Published August 12, 2025
Global Head of Research
The U.S. economy, by nearly every recent signal, remains strikingly resilient. As the second-quarter earnings season opens, financial institutions like JPMorgan and Wells Fargo are reporting profits that outpaced expectations, propelled by healthy consumer activity and robust corporate lending.1 Labor markets remain stable, household spending is firm, and even in the face of persistent tariff uncertainty, business leaders are describing a climate where capital markets are "open for business" and confidence is returning.2 In a world where every macroeconomic wobble might have once sparked investor panic, the market today seems less rattled, perhaps too much so.
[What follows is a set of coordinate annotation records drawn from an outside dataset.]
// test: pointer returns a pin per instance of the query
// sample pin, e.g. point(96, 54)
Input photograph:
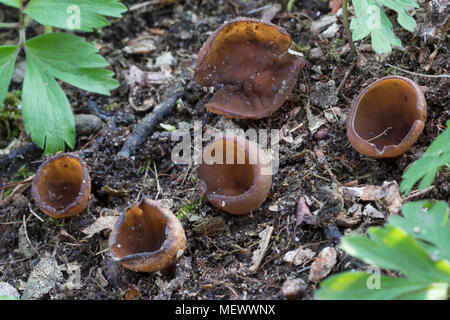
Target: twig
point(34, 213)
point(418, 193)
point(348, 33)
point(158, 187)
point(259, 254)
point(144, 4)
point(420, 74)
point(146, 126)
But beneath this outward strength lies a quieter caution. While consumers are spending, they're also trading down. Inventory managers remain conservative. CEOs from diverse sectors—retail, manufacturing, transport—echo the same refrain: uncertainty is rising around trade policy, Fed direction and geopolitical shocks.3 JPMorgan CEO Jamie Dimon warns of creeping market complacency, as equity investors increasingly overlook the structural risks that don't show up in quarterly earnings.4 The "soft landing" narrative dominates headlines, but it's clear that not all boats are rising equally. The winners in this environment are not always the highfliers of yesterday.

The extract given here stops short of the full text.